Depois de três horas, montamos o tabuleiro. Em mais uma hora e meia, terminamos a primeira rodada. Meia hora depois veio o jantar, e tivemos que parar de jogar e limpar a mesa.

Embora eu tivesse acabado de ser conduzido por um círculo do inferno de jogo de tabuleiro, descobri — magicamente — que essa foi, na verdade, a experiência mais divertida que tive em anos. (O que mostra exatamente o quão baixas as coisas estavam para mim naquele momento.)

Por mais terrível que tenha sido essa experiência, o fogo de um novo e estranho interesse se acendeu em mim. Encontrei o game play que meu irmão tinha assistido. Ele me deixou fascinado, até mesmo assistir outras pessoas jogando esse jogo foi uma experiência incrível. Chamei um amigo e compramos nossa própria cópia de Twilight Imperium. Na emoção, desenterramos alguns amigos, passamos algumas horas lutando com as regras e, em uma semana, estávamos todos sentados para jogar.

E…  me diverti. Me diverti muito. Depois que superamos o obstáculo das regras, admitidamente enorme, me vi em uma mesa com amigos e estranhos, me conectando. Confiante em minha própria capacidade de criar estratégias e jogar melhor, em vez disso, pude ver meu plano mestre virar fumaça. Formei uma aliança apressada com um jogador vizinho, prometendo alimentar seu vício em tecnologia se ele não me atacasse. Funcionou… até que não funcionou. Uma hora de jogo, de repente percebi que meu vizinho, agora saturado da melhor tecnologia de ponta da galáxia, não poderia ser impedido de pisotear meu império até virar pó. Tentando não revelar nada, acelerei em segredo em uma corrida desesperada de armas, apenas para que meu vizinho de tecnologia se virasse para mim e perguntasse desconfiado por que eu estava construindo um exército tão perto de nossa fronteira compartilhada. Falar rápido não me salvaria agora, não é?
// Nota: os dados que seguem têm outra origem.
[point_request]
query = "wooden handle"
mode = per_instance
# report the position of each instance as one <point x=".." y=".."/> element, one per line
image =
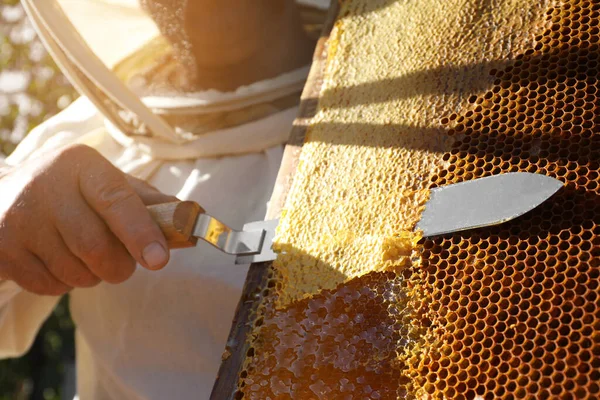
<point x="176" y="220"/>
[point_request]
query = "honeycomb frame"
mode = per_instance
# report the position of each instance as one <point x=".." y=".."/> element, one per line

Valia a pena tentar — mas eu tinha esquecido dos outros quatro jogadores na mesa. Todos eles podiam ouvir nossa conversa, e todos eles estavam procurando por fraqueza. Droga! O que exatamente eu deveria dizer?

O jogo inteiro era assim, um quickstep em constante evolução de problemas meio reais, meio imaginados. Passei quase todo o jogo de oito horas com um sorriso de desenho animado no rosto — o que pode muito bem ter sido o motivo pelo qual outros jogadores estavam tão desconfiados de mim. Eu não me importava; eu estava me divertindo.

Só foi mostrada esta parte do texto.